Retrospective validation of the STUMBL score in a Level 1 trauma centre

Injury. 2024 Dec 13:112088. doi: 10.1016/j.injury.2024.112088. Online ahead of print.

Abstract

Chest trauma is a common presentation to major trauma centres. Risk assessment tools have proven useful to support decision making in this group and the STUMBL (STUdy of the Management of BLunt chest wall trauma) score is one such measure that has been increasingly utilised. The aim of this study was to retrospectively validate the STUMBL score in an Australian population of patients admitted following chest trauma.

Methods: A single-centre retrospective validation study was undertaken using information from all patients with an Emergency Department (ED) attendance for isolated blunt chest trauma at a major trauma centre in Australia from 2018. The performance of the STUMBL score was measured including the cut-off score which best predicted 1) the discharge disposition from ED (ward or intensive care unit [ICU]), 2) the development of pulmonary complications, 3) an extended length of stay (LOS) (7 days or more) and 4) any complication (pulmonary, extended LOS, in hospital mortality). The performance measures included sensitivity, specificity, negative and positive predictive values as well discrimination and calibration.
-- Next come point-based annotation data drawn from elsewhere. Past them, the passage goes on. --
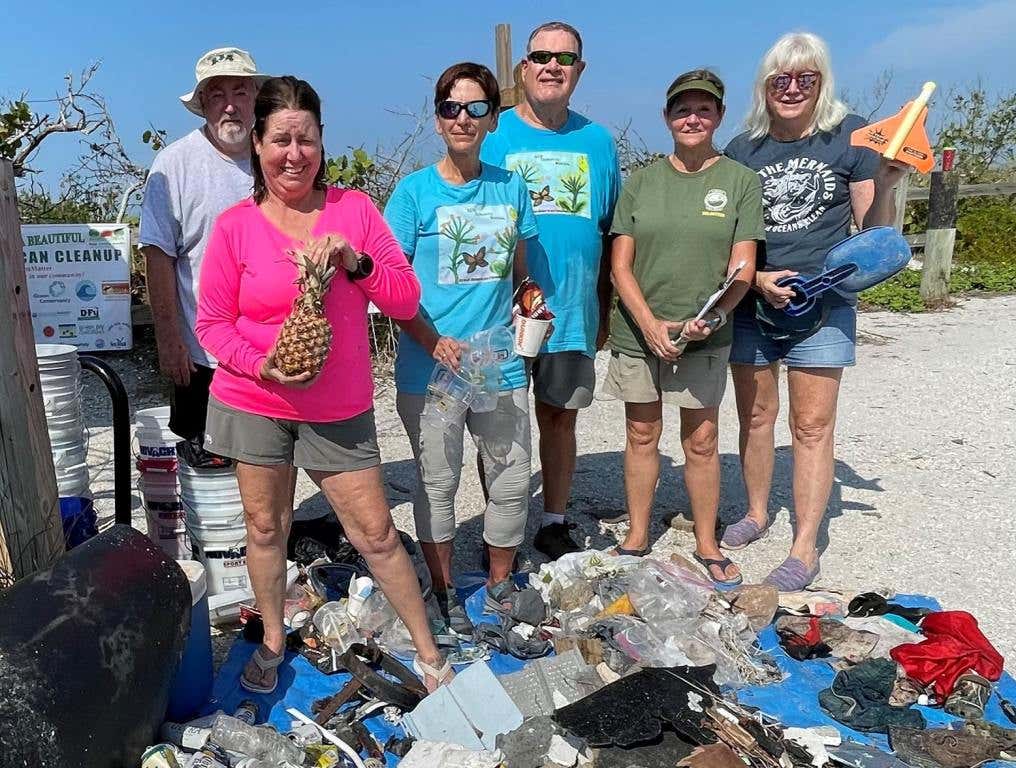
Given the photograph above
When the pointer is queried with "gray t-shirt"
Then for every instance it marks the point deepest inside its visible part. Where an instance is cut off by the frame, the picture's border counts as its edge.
(189, 185)
(806, 193)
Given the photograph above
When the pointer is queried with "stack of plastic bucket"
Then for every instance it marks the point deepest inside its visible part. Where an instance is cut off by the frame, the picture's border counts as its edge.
(156, 463)
(215, 523)
(60, 377)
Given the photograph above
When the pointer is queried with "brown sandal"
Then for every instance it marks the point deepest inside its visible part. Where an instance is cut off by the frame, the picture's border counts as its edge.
(264, 664)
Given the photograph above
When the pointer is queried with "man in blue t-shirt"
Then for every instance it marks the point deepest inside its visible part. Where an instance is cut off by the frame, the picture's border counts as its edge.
(570, 167)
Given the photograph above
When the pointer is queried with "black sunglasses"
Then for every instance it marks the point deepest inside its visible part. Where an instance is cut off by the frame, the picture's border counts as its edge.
(565, 58)
(450, 110)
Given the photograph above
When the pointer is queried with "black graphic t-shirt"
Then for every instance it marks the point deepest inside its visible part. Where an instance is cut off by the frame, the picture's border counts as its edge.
(806, 194)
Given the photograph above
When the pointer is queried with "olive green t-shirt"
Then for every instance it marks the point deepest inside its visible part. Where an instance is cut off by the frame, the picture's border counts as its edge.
(684, 226)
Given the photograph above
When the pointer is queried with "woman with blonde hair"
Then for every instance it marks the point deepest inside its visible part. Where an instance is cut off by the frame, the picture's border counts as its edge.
(814, 183)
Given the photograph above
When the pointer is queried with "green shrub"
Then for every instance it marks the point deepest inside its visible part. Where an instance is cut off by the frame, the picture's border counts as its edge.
(902, 293)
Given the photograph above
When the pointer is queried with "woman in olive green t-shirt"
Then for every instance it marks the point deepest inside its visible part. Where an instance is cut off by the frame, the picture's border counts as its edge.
(682, 226)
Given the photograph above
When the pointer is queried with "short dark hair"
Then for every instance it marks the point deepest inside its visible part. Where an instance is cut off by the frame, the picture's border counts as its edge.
(467, 70)
(277, 93)
(699, 74)
(556, 26)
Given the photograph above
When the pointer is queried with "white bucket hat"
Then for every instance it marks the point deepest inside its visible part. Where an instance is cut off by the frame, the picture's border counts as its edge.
(221, 62)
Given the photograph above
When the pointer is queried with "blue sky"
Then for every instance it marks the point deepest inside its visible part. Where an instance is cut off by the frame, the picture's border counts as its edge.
(370, 59)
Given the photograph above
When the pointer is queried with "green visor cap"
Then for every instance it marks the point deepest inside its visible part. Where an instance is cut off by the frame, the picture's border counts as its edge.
(709, 87)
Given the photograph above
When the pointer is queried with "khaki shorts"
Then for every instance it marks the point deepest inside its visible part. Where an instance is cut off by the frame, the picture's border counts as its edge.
(344, 446)
(696, 381)
(564, 380)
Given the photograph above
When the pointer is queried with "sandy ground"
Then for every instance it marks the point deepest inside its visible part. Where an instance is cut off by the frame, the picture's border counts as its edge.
(926, 465)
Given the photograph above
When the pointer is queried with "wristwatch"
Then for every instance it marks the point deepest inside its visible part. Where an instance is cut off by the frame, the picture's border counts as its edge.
(717, 322)
(365, 266)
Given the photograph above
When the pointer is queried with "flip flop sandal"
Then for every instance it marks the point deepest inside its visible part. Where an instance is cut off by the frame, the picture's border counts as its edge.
(722, 564)
(441, 674)
(263, 664)
(745, 531)
(502, 639)
(791, 575)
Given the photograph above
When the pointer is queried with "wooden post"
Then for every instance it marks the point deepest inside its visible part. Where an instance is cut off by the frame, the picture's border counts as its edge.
(508, 76)
(900, 199)
(30, 529)
(941, 236)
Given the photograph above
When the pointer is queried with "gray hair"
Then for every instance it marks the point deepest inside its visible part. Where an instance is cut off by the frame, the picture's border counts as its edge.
(792, 53)
(556, 26)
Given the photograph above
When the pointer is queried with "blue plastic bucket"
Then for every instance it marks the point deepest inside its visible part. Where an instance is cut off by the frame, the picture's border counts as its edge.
(192, 686)
(78, 516)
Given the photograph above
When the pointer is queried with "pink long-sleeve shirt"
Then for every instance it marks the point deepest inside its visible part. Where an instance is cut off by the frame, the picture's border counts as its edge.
(248, 285)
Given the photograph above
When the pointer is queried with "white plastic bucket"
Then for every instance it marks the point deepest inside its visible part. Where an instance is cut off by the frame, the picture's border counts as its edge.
(154, 439)
(226, 568)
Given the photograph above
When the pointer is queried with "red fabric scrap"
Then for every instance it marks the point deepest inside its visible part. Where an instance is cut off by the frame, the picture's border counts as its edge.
(953, 646)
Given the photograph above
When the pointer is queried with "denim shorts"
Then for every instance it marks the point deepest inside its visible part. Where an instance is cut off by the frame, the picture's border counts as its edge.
(830, 346)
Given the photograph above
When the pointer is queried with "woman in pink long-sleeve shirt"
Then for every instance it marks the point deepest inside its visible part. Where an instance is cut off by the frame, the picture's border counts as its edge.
(271, 423)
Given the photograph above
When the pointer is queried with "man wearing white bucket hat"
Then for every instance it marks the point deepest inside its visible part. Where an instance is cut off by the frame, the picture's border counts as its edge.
(191, 182)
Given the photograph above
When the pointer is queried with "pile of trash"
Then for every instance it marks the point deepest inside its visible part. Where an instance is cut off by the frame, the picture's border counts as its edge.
(614, 661)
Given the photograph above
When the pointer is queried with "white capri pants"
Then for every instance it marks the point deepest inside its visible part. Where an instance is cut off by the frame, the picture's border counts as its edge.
(503, 438)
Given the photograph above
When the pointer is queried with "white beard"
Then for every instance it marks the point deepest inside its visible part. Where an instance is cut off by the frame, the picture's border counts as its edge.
(232, 135)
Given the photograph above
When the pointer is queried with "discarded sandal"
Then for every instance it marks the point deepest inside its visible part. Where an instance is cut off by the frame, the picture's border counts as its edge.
(264, 664)
(619, 550)
(442, 675)
(722, 564)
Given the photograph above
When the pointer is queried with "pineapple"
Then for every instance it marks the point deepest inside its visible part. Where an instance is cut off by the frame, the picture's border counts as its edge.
(305, 338)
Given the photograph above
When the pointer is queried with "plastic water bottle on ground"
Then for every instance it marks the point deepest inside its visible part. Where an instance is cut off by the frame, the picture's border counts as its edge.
(247, 712)
(260, 742)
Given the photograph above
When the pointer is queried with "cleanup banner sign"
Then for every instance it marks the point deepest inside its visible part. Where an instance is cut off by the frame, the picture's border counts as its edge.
(79, 284)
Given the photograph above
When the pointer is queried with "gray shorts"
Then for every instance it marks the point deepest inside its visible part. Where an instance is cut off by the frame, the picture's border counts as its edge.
(328, 446)
(565, 380)
(696, 381)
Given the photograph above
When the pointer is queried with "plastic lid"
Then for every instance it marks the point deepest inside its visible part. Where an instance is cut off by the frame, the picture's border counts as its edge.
(195, 575)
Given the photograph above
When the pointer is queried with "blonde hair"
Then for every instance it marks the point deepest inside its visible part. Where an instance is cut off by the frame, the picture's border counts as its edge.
(796, 52)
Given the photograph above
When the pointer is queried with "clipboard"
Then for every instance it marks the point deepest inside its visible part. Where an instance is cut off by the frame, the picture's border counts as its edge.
(711, 302)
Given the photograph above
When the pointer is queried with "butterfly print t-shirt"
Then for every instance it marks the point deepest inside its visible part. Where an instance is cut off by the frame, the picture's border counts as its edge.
(573, 183)
(461, 241)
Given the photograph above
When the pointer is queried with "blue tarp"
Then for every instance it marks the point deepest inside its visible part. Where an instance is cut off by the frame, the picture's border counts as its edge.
(794, 701)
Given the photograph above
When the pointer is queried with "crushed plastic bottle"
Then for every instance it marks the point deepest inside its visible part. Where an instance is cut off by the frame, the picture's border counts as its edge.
(254, 741)
(477, 385)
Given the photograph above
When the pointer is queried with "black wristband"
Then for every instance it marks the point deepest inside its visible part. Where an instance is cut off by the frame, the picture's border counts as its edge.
(365, 267)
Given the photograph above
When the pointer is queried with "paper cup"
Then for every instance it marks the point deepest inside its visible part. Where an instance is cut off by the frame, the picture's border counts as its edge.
(529, 335)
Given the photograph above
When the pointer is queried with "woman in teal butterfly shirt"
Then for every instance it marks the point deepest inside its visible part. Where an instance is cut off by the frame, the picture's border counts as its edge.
(463, 225)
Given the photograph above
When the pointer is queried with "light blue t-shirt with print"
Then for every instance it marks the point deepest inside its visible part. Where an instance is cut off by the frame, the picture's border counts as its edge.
(460, 240)
(573, 182)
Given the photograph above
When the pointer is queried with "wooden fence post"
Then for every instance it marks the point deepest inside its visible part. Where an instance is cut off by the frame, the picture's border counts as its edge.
(506, 74)
(30, 529)
(941, 236)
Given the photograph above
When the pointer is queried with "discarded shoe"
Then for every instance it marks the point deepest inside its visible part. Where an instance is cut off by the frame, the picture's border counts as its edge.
(722, 564)
(633, 710)
(745, 531)
(503, 639)
(942, 748)
(453, 613)
(555, 539)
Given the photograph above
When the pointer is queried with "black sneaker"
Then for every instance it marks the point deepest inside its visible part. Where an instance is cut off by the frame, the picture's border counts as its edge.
(554, 539)
(453, 613)
(485, 561)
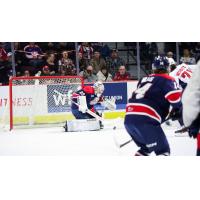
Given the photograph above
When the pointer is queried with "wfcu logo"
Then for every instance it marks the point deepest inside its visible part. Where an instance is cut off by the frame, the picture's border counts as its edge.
(58, 98)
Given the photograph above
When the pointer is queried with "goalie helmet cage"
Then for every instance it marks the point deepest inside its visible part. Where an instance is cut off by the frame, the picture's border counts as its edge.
(40, 96)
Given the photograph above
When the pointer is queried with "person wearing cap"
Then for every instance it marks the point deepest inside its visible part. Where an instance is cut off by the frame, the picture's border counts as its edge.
(97, 62)
(122, 74)
(46, 71)
(104, 75)
(114, 62)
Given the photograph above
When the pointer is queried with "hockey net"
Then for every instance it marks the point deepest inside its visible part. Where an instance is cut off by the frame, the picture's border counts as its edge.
(39, 100)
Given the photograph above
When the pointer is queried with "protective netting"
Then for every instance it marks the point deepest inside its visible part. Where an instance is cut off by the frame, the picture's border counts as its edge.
(40, 100)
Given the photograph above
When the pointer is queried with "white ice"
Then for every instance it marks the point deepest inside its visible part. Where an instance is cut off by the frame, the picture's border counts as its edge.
(54, 141)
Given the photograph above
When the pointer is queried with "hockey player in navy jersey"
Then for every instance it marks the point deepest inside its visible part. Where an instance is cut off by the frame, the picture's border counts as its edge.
(148, 108)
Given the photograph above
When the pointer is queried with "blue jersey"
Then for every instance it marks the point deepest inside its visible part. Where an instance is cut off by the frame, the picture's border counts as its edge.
(153, 97)
(91, 97)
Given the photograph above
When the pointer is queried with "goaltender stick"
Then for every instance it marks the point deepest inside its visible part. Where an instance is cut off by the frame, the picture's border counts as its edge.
(82, 107)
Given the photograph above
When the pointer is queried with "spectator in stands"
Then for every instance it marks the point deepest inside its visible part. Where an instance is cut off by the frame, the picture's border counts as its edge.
(114, 62)
(66, 65)
(97, 46)
(122, 74)
(97, 62)
(196, 51)
(82, 62)
(103, 75)
(50, 62)
(86, 50)
(46, 71)
(187, 59)
(26, 73)
(34, 54)
(172, 62)
(88, 74)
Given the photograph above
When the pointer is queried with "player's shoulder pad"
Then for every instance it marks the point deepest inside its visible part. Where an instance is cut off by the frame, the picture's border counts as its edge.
(165, 76)
(88, 89)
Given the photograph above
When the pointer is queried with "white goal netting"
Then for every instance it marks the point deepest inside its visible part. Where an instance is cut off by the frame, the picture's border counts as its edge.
(39, 100)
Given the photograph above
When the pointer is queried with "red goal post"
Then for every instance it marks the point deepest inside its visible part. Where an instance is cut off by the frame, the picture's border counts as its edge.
(33, 100)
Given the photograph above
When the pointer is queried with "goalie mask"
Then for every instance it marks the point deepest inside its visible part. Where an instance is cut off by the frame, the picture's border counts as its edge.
(98, 88)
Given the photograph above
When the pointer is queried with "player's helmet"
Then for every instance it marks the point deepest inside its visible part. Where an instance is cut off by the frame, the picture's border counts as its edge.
(172, 64)
(98, 88)
(160, 63)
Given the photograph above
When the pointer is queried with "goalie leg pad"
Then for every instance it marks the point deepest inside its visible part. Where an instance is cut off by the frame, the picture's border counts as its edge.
(82, 125)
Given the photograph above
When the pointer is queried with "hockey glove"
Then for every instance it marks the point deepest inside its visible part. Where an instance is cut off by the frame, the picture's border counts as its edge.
(175, 114)
(82, 109)
(195, 127)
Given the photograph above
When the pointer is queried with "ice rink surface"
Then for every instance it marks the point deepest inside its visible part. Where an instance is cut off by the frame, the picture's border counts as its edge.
(54, 141)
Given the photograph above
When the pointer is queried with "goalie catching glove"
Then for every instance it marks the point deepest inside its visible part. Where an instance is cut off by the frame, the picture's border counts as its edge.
(109, 103)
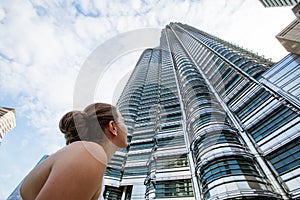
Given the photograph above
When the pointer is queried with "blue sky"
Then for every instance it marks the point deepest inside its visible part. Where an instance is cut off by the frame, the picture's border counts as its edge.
(44, 44)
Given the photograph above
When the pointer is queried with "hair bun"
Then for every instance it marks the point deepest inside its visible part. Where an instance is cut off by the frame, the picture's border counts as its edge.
(73, 125)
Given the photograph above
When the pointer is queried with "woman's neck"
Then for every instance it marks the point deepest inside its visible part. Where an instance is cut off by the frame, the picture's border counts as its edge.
(109, 148)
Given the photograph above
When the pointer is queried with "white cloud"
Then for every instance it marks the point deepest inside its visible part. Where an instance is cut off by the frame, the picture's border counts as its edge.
(46, 42)
(2, 14)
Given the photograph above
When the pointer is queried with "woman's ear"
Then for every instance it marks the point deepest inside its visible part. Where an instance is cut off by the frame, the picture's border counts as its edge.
(112, 128)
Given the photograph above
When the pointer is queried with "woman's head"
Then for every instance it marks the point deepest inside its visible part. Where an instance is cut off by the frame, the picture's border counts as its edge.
(91, 124)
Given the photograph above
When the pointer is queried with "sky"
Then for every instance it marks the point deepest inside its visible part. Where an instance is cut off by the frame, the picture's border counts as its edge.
(44, 45)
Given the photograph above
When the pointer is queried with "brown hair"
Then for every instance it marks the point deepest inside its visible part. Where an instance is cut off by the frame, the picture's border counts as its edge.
(89, 124)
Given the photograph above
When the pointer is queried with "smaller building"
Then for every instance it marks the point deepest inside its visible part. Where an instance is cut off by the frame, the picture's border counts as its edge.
(15, 195)
(7, 120)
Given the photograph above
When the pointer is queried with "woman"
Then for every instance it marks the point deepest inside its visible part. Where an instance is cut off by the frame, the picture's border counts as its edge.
(76, 171)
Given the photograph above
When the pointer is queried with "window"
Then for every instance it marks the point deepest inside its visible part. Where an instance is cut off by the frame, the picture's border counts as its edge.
(278, 118)
(286, 157)
(254, 102)
(227, 166)
(174, 188)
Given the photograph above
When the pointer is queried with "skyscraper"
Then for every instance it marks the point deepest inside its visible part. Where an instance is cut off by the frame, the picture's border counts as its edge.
(276, 3)
(207, 119)
(7, 120)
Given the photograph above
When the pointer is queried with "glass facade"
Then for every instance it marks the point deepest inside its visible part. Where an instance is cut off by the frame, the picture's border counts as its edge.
(208, 120)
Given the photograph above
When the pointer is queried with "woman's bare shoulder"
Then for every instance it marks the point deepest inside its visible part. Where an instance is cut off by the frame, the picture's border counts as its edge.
(82, 151)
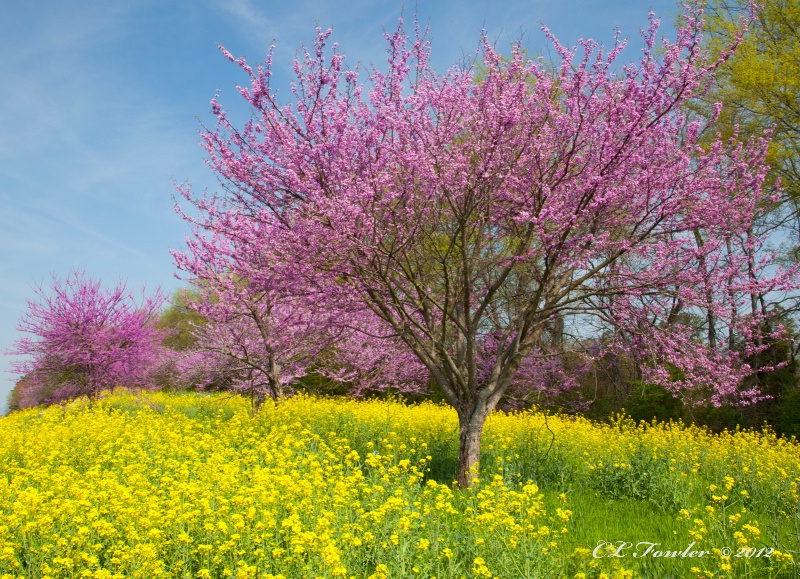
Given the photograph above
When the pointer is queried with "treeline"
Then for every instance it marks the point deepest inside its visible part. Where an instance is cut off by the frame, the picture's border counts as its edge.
(583, 236)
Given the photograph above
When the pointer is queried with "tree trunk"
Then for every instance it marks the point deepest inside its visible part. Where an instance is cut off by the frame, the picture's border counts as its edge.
(469, 447)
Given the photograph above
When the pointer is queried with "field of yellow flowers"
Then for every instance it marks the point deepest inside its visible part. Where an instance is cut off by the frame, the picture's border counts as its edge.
(194, 485)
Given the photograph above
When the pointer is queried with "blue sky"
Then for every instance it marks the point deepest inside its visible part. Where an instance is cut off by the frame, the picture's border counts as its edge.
(101, 103)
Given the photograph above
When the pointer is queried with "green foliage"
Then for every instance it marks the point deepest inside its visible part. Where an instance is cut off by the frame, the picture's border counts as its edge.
(760, 84)
(180, 319)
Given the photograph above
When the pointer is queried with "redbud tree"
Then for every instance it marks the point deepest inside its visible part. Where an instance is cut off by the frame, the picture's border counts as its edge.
(470, 209)
(83, 338)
Results: There were 300 patients admitted between 1st January 2018 and 31st December 2018 with a median age of 60 years (IQR 44-75) and 65 % were male. The risk prediction cut-off score for our patient cohort ranged from 18.5 for LOS 7 days or more to 11.5 for ward admission from ED. The positive predictive value (PPV) ranged from 56.7 % for ward admission from ED to 21.1 % for pulmonary complications. The negative predictive value (NPV) and sensitivity was highest for ICU admission from ED (96.5 % and 80.6 %) and the specificity ranged from 78 % for all complication prediction to 65.3 % for LOS of 7 or more days. The C statistic ranged from 0.82 for ICU admission to 0.65 for pulmonary morbidity.

Conclusion: The performance measures of the STUMBL score are suboptimal in our population. The best performing measure was the ability to predict ICU admission. Further validation work that includes additional factors may improve the positive predictive value and clinical utility of the score in our cohort.

Keywords: Chest trauma; Risk prediction; STUMBL Score.